Was the Government Dietary Advice Wrong?

The WashingPost has had two articles on nutrition. The first focuses on mistakes made with the science around dietary fat and carbs

The second focuses on Congress asking hard questions about exactly what has been going on:

These articles question the fundamental ability of the government to come up with guidelines and the role of outside forces in shaping them. What do you think?

Brian, I think the appearance of certainty that not only the government dietary recommendations but also the lettered medical associations such as the AHA, the AND, and the ADA, made about the low-fat, high-carb (big on grains), could not support the reality of epidemic obesity, diabetes, and heart disease we now face. Something doesn’t add up here and the public reads contradictory expert advice depending on the day of the week.

I feel that the medical establishment and related professional associations have let me down in their counsel about how to eat and live healthy with diabetes. It’s as if their advice actively sought to undermine my blood sugar control. How else could one interpret the advice to consume 40-60% of my daily calories as carbs? “Healthy whole grains” drive up my post-meal blood glucose just as rapidly and surely as most carbs do.

I wish there were some expert non-conflicted panels that I could look to for the truth but I don’t see them.


It’s all about making a profit, not improving our quality of life. Don’t trust gov’t. Don’t trust greed.

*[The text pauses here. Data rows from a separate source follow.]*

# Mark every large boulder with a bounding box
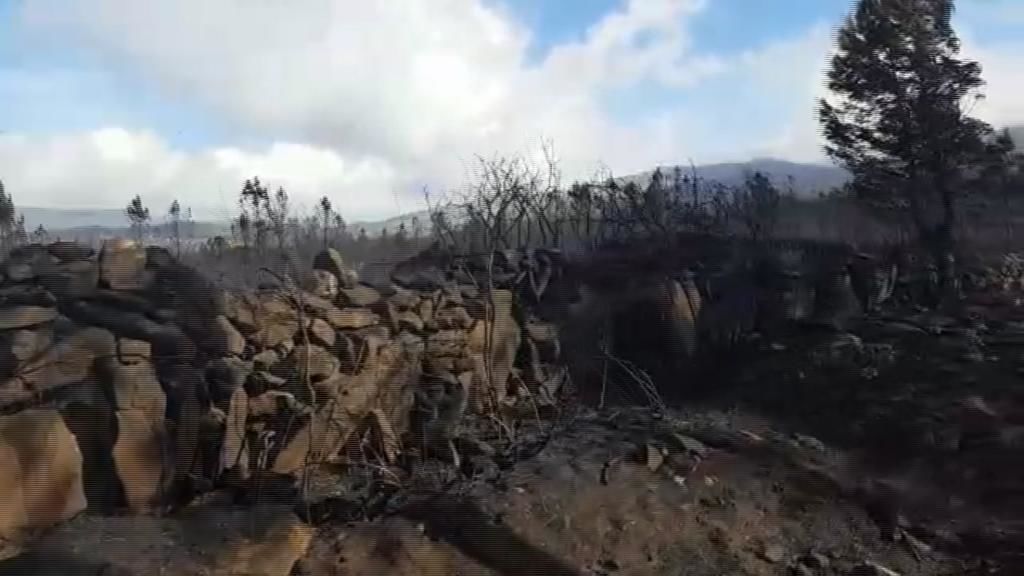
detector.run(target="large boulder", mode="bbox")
[46,240,96,262]
[113,410,167,512]
[467,290,522,411]
[0,305,57,330]
[95,358,167,422]
[0,326,53,377]
[313,248,358,288]
[207,316,246,356]
[341,284,381,307]
[0,327,116,405]
[4,504,313,576]
[0,410,86,559]
[272,339,420,474]
[39,260,99,298]
[306,270,338,300]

“Ever eat a pine cone? Many parts are edible.” To quote a tv commercial for cereal. And some Woody Allen movie set in the future, “They were told to not eat chocolate cake and ice cream precisely the opposite of what we know today.” I noticed that acorns are low carb and native Americans ate acorns for centuries. But in modern times many have diabetes. Is that because they became used to low carb over the centuries but were then inundated with carbs? So with a melting pot culture of today it is important to recognise what our ancestors ate. Europeans may have long grown wheat, become accustomed to wheat and so wheat is their food. They should not say it’s everybody’s. Asians eat rice every day. I can’t do that. My body reacts and makes me uncomfortable.